On vient d’enterrer Roger Nimier.
Il était jeune, il était beau, il était brillant, il était modeste et insolent, il était hussard, il était rapide, il est mort vite et d’un excès de vitesse.
C’était dans la logique des choses. Il ne pouvait finir qu’au galop. Son auto, son esprit, son cœur, allaient trop vite. Il a fini dans un écrabouillis. Jamais on ne vit pareil spectacle que celle de l’Aston-Martin dans laquelle il roulait au moment de l’accident.
Son style et son talent n’étaient pas moins rapides. Il cravachait les idées et les phrases ; si bien qu’elles donnaient l’impression non plus d’être successives, mais d’être simultanées ; on eût dit qu’il passait en foule. Jeune, il avait déjà la classe, l’autorité qui désigne les maîtres. L’âge aurait fait de lui notre plus grand écrivain.

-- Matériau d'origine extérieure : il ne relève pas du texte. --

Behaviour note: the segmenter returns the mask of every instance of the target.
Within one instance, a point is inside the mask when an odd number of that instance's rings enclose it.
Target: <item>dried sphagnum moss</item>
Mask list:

On a tendance à croire frivoles ceux qui sont brillants, et mauvais cœurs ceux qui sont insolents. Il démontrait exactement le contraire. Il avait l’air de ne fréquenter que les bars et les salles d’entraînement, et il trouvait le moyen de diriger un journal ou d’être l’âme d’une maison d’éditions, d’avoir tout lu, d’écrire une œuvre et de consacrer à ses amis un temps qu’il prenait où ? On ne l’a jamais compris. Il avait pour eux des générosités de prince, des tendresses de nourrice, des délicatesses de maman, et sa pudeur savait aller jusqu’au cynisme.
Il avait certainement un secret. Le fond était certainement amer. Il le masquait par l’enthousiasme.
Qui était-il ? D’Artagnan, sûrement, et peut-être aussi Athos, d’une façon ou d’une autre : l’homme d’un mystère, et d’un mystère désespérant.